Other Web Frameworks

Sometimes, other frameworks require a little bit of shim to use Tollbooth. These shims below are contributed by the community, so I make no promises on how well they work. The one I am familiar with are: Chi, Gin, and Negroni.

My other Go libraries

  • ErrStack: A small library to combine errors and also display filename and line number.

  • Stopwatch: A small library to measure latency of things. Useful if you want to report latency data to Graphite.

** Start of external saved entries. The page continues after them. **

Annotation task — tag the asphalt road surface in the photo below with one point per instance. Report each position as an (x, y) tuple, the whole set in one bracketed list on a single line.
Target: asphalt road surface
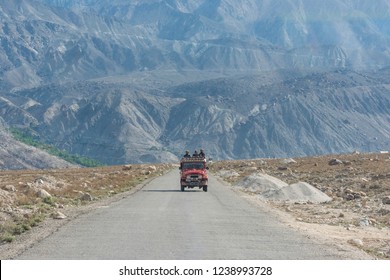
[(160, 222)]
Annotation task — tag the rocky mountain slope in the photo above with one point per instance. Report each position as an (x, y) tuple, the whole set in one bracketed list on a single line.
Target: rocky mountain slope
[(16, 155), (247, 117), (141, 81), (48, 40)]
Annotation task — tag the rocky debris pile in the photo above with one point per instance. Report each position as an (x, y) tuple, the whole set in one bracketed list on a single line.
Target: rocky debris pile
[(358, 184), (271, 188)]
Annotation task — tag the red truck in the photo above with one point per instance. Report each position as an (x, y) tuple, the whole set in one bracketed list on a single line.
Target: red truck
[(193, 173)]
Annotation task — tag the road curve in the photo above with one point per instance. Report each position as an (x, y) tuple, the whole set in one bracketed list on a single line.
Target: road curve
[(160, 222)]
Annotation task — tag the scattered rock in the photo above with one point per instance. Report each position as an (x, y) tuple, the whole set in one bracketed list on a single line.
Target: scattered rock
[(42, 193), (127, 167), (289, 161), (58, 215), (152, 168), (282, 168), (335, 161), (298, 192), (260, 183), (365, 222), (86, 197), (386, 200), (10, 188), (356, 242)]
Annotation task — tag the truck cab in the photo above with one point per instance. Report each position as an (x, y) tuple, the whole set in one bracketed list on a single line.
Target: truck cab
[(193, 173)]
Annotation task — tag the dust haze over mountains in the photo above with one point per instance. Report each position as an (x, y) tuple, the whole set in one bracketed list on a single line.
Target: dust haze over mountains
[(141, 81)]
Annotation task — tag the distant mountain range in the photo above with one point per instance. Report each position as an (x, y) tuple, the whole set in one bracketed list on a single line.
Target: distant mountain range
[(141, 81)]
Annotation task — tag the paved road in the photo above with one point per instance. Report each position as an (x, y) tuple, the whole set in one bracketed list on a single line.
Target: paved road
[(161, 222)]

  • LaborUnion: A dynamic worker pool library.

  • Gomet: Simple HTTP client & server long poll library for Go. Useful for receiving live updates without needing Websocket.

Contributions

Before sending a PR with code changes, please make sure altered code is covered with tests which are passing, and that golangci-lint shows no errors.

To check the linter output, install it and then run golangci-lint run in the root directory of the repository.